Master the Basics - Hitting Your Daily Protein Target
Protein has been a hot topic for the last few years, so much so that every food company under the sun now labels products as “high protein” or attempts to add additional protein into their products (often that would not naturally be in them).
But how much protein do you really need to be consuming?
- The UK government recommends 0.75 grams of protein per kg of body weight daily, based on the sedentary population not being involved in intense physical activity.
- The current fitness guidelines line state between 1.6-2.2 grams of protein per kg of body weight per day.
So how much should you be eating?
You have to be mindful of where your current protein intake sits. If you naturally eat a low-protein diet, getting up to the UK government-recommended intake is a perfect start.
It is important not to shift your diet too rapidly as this can (a) cause some GI tract distress and (b) cause some stress and a feeling of being overwhelmed with food choices. It is good to make changes gradually.
- The 1.6-2.2g range is fine for anyone already consuming a moderate amount of protein. The benefits of protein do not scale with the more you eat; going over 2.2g is unnecessary for most people.
- The higher 2.2g of protein is advisable during a “cut”, where a calorie deficit is being adhered to.
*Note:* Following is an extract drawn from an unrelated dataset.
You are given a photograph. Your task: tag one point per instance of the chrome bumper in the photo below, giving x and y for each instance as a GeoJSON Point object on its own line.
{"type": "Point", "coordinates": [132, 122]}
In this situation, your body is running at low energy availability and, therefore, will turn to stored energy for fuel. Your muscles are made up of stored proteins, and these proteins convert into energy through a process called glycolysis.
So when trying to lose weight, adhering to a higher protein intake is suggested, especially if the overall deficit is relatively low. It is also worth noting that resistance training and a higher protein diet are required to create a stimulus to help preserve muscle during the “cut” / diet phase.
For general health and muscle building, you can sit more around the 1.6g intake, but stay calm if you are nowhere near where I’ve stated. Take your time to increase your intake, getting used to the alterations required to eat more protein in your meals.